Vygotsky’e göre öğrenme gelişimin bir üst düzeyine geçmeyi hedeflemez ancak üst evre ile bağlantı kurmayı sağlayacak özellikte gerçekleşmelidir. Bu ifade öğretim yapılırken öğrenme, günlük durumlarda ortaya çıkan çatışmalardaki problem çözmeyi gerektirmektedir. Örneğin; alışveriş yapılırken aritmetik uygulamaları yapılır, çünkü sınırlı para ile en iyi alışverişi yapabilmek için hesaplama yapmak ve problem çözmek gereklidir. Öğretimde öğrencilere çözmeleri için benzer durumlar sunmalıdır ( Yeşilyaprak B, Uçar E, 2006,s.339).

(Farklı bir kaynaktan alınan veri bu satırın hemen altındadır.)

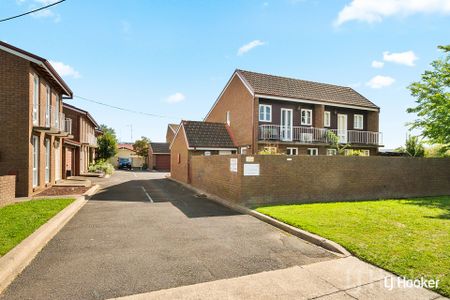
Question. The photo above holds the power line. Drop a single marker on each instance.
(31, 11)
(126, 109)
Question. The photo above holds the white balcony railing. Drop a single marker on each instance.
(312, 135)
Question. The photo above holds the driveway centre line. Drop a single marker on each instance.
(146, 194)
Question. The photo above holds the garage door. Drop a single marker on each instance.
(162, 161)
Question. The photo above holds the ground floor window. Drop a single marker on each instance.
(47, 160)
(35, 143)
(292, 151)
(313, 151)
(331, 152)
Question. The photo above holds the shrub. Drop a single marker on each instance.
(101, 166)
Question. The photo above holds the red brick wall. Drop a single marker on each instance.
(239, 102)
(15, 119)
(7, 189)
(305, 179)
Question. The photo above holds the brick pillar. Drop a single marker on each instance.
(318, 115)
(373, 121)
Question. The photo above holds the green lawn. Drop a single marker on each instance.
(18, 221)
(408, 237)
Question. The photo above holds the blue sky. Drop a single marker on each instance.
(173, 58)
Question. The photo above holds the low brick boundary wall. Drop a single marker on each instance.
(7, 189)
(303, 179)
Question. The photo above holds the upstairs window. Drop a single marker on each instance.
(326, 119)
(35, 100)
(265, 113)
(358, 122)
(306, 116)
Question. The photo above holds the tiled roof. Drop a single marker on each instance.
(207, 134)
(174, 127)
(160, 147)
(301, 89)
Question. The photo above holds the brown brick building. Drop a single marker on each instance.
(292, 116)
(33, 122)
(80, 146)
(198, 138)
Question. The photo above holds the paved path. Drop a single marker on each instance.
(345, 278)
(144, 233)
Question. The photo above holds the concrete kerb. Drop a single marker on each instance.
(15, 261)
(305, 235)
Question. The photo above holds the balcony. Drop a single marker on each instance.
(53, 123)
(311, 135)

VYGOTSKY VE KAVRAM GELİŞİMİ
Vygotsky gelişimin sadece çocuğun kendisine bırakılmamasını, bir yetişkinin yardımı olmadan soyut kavramların anlamını öğrenmede güçlük yaşayacağını dile getirir ( Yaycı, L, 2002, s.114 ).
Başkaları çocuğun zihinsel gelişimine yol gösterebilir, bir takım bilgiler vererek bunları öğretebilir, çocuk kendi başına çözdüğü problemlerde, başkalarının verdiği bu yardımdan yararlanır (Bacanlı, H, 2002, s.70).

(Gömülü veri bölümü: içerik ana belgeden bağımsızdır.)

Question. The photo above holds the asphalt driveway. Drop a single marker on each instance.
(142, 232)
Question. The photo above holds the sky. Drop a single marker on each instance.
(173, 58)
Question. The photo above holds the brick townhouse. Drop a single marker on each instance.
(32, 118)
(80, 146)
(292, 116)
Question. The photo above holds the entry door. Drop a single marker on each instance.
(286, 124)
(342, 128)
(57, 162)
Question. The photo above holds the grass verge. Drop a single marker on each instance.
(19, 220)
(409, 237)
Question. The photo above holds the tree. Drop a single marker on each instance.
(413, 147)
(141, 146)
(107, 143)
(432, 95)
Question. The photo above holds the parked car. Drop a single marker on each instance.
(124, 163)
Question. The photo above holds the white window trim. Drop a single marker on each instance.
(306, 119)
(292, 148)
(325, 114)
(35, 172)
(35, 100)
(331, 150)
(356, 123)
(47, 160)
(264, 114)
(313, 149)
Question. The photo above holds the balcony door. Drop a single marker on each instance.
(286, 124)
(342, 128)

Vygotsky özellikle soyut ve göreli kavramların öğretiminde tümdengelim yoluyla öğrenmeyi kullandığını söyler. Çocuk bazı kavramları kendisi öğrenir bazı kavramları ise formal ya da informal şekilde bir aracı vasıtasıyla öğrenir. Yani kavram çocuğa öğretilir. Örneğin önceleri her yaşlı kişiye ‘dede’ derken özellikle soyut düşüncenin gelişmesi ile birlikte kendi dedesi ile diğer yaşlıları ayırt etmede farklı kavramlar kullanabilir.

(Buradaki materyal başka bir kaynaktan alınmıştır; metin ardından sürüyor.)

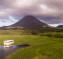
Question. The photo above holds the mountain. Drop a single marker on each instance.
(30, 23)
(60, 26)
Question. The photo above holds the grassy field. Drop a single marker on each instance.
(42, 47)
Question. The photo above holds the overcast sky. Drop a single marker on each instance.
(48, 11)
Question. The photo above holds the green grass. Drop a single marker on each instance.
(40, 46)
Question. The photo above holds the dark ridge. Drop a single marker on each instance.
(30, 23)
(60, 26)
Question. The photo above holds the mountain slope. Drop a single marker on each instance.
(30, 23)
(60, 26)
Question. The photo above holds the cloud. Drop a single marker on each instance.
(52, 10)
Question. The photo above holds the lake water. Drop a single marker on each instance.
(7, 51)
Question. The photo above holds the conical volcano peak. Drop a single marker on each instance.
(30, 23)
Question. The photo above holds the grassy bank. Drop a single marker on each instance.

Vygotsky öğrenme etkinliğinde öğrencinin aktif olmasını desteklemekle birlikte öğrenciye yardımcı olma ve öğrenmenin etkinliğini artırmada öğretmenin kontrolünün oldukça fazla olması gerektiğini söylemektedir. Öğretmenin temel rolü öğrencinin öğrenme gelişimi ve öğrenme prosesleri konusunda öğrenciye destek olmaktır ( Yaycı,L, 2005, s.114-115).
Kısaca bir öğretme durumunda yetişkinler çocukların düşünme ve problem çözme etkinliklerini kontrol ederler. Ancak bu kontrol, çocukların öğrendiklerini içselleştirmelerini sağlamalı, onları bağımsız düşünürler ve problem çözücüler haline getirmelidir( Senemoğlu, N,2005, s.56).
Vygotsky’nin bilişsel gelişimde söylediği diğer önemli konu ise dil gelişimine yöneliktir. Çünkü dil, düşünce gelişiminin temel öğesidir. Dil olmadığında düşünce gelişemez, düşünce dil yoluyla ifade edilir. Vygotsky düşüncenin sözcüklerle yalnızca dile getirilmekle kalmayıp onlar aracılığıyla varlık kazandığını, her düşüncenin dille birlikte devinip, büyüyüp geliştiğini, bir işlevi yerine getirdiğini, bir sorunu çözdüğünü belirterek dil ve düşünce arasındaki güçlü ilişkiyi vurgulamaktadır.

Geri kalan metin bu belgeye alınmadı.